Ruling leaves rights in THE GAP open to question

South Africa

The South African Supreme Court of Appeal has ruled on the drawn-out conflict relating to the trademark THE GAP between US company The Gap Inc and the South African A M Moolla Group (Case 123/2004, September 9 2005). Although the court ordered the removal from the Trademarks Register of numerous THE GAP marks owned by the South African entity, it did not expressly restrain that entity from using the marks.

A member of the A M Moolla group of companies had registered, among others, the trademarks THE GAP, GAP KIDS and GAP STORES in the 1970s and 1980s in relation to clothing. Various companies in the group (seven of which were appellants in the case) had used these trademarks from time to time.

The Gap is the originator of The Gap stores and clothing in the United States (which commenced in 1969) and holds numerous registrations in many countries of the world for various trademarks, including THE GAP trademark. The Gap claimed that its trademark THE GAP was well known in South Africa.

The Gap sought to restrain A M Moolla from using THE GAP trademarks under Section 35 of the Trademarks Act 1993, which gives effect to the provisions of Article 6bis of the Paris Convention for the Protection of Industrial Property and Articles 16(2) and 16(3) of the Agreement on Trade-Related Aspects of Intellectual Property Rights. The Gap also applied for the removal of the various THE GAP trademark registrations from the register on the grounds of (i) non-use for five years pursuant to Section 27(1)(b) of the act; and (ii) A M Moolla's lack of claim to proprietorship under Section 10(3).

The case eventually came before the Supreme Court. Among other things, the court made the following findings:

  • Regarding the non-use attack, as the proprietor of THE GAP trademarks was effectively dormant, it was necessary to show use of the marks by other members of the A M Moolla group under licence. The court refused to accept A M Moolla's evidence in this regard and, accordingly, it directed the removal of various THE GAP trademark registrations from the register.

  • In coming to its conclusion regarding non-use, the court considered whether the issue of the lack of quality control as an independent factor under Section 27(1)(b) had relevance and whether, in the absence of quality control, use by a licensee could qualify as "permitted use". Following UK case law, it noted that:

    "In principle, there does not appear to be any reason at present to require quality control by or on behalf of the proprietor as a requirement for permitted use."

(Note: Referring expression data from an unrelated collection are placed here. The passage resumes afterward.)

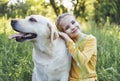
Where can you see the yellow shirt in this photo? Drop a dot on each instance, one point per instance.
(84, 53)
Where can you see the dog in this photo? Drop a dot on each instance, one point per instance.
(51, 58)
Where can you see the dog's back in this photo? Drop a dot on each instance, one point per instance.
(52, 63)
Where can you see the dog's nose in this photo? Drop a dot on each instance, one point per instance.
(13, 22)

  • Despite some doubts, the court assumed in favour of The Gap that its GAP trademarks were well known in South Africa at the time of the institution of the proceedings, and also as at August 31 1991 - a requirement of Section 36(2) of the act.

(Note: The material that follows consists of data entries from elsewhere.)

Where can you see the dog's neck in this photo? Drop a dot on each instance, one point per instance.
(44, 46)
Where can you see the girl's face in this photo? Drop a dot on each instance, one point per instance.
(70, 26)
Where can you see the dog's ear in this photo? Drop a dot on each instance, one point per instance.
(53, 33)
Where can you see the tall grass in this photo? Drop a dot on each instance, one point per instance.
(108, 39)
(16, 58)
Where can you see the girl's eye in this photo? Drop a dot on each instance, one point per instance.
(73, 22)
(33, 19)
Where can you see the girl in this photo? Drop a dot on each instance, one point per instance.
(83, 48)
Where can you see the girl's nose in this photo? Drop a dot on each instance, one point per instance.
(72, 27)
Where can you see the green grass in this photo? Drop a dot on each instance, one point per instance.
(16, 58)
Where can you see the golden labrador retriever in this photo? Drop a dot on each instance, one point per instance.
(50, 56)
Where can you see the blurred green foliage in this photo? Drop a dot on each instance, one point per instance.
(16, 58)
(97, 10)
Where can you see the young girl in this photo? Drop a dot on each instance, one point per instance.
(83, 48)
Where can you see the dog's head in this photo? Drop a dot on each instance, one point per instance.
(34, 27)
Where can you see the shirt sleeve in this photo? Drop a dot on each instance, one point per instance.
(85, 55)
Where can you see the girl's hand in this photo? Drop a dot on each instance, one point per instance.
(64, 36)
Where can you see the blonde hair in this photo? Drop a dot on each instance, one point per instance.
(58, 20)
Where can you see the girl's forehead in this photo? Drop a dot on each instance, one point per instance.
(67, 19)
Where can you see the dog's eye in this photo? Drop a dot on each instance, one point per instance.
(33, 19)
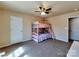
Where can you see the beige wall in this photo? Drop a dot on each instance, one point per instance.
(5, 26)
(60, 25)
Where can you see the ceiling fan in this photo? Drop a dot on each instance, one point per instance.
(44, 10)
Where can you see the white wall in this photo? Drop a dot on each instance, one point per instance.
(5, 26)
(60, 25)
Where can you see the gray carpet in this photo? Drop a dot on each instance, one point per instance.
(48, 48)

  • The court held that A M Moolla could not rely on the provisions of Section 36(2) to claim a vested right to carry on using the THE GAP trademarks because they had not been used in a continuous manner from a date before August 31 1991.

  • The court nevertheless found that The Gap had not established that A M Moolla's trademarks constituted "a reproduction, imitation or translation of the well-known trademark" at the time when the local entity commenced use of the THE GAP trademarks and registered them. In coming to this conclusion, the court quoted with approval from the decision of the US Court of Appeals for the Federal Circuit in Person's Co Ltd v Christman (Case 900 F.2d 1565 (Fed.Cir 1990)) and concluded:

    "Although the marks in contention may at first blush appear to be imitations or reproductions of ... [The Gap's] marks, the crucial point is that when any reproduction or imitation took place, it was not of a 'well-known' mark, but of a mark not well-known within this country."

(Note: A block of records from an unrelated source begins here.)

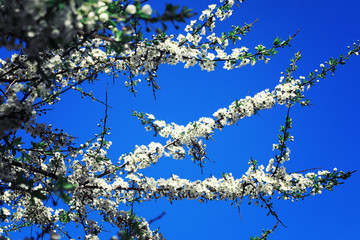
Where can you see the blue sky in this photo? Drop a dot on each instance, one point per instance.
(326, 134)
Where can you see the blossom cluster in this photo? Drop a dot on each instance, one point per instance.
(62, 46)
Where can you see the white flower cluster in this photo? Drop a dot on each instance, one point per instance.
(38, 77)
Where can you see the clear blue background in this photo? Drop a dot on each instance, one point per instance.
(326, 134)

  • Accordingly, A M Moolla's appeal against the grant of the interdicts restraining its use of the THE GAP marks was upheld.

  • Turning next to the question of proprietorship, the court applied the repealed Trademarks Act 1963 and upheld, in part, A M Moolla's defence that some of its THE GAP trademark registrations had been on the register for more than seven years and therefore could not be removed. The court agreed that this was true of its 1973 and 1980 registrations, but rejected the defence in relation to the 1988 and 1989 registrations. The reason for the rejection was that the relevant registrations (measured from the date of filing of the trademark applications) had not been on the register for more than seven years prior to the implementation of the Trademarks Act 1993 on May 1 1995.

Thus, A M Moolla has lost a number of its THE GAP trademark registrations. Yet, on the other hand, the court has not restrained it or its related companies from using these marks. It therefore seems that, practically speaking, The Gap is no closer to its presumed goal of clearing away the obstacles to its exclusive use and registration of THE GAP trademarks in South Africa.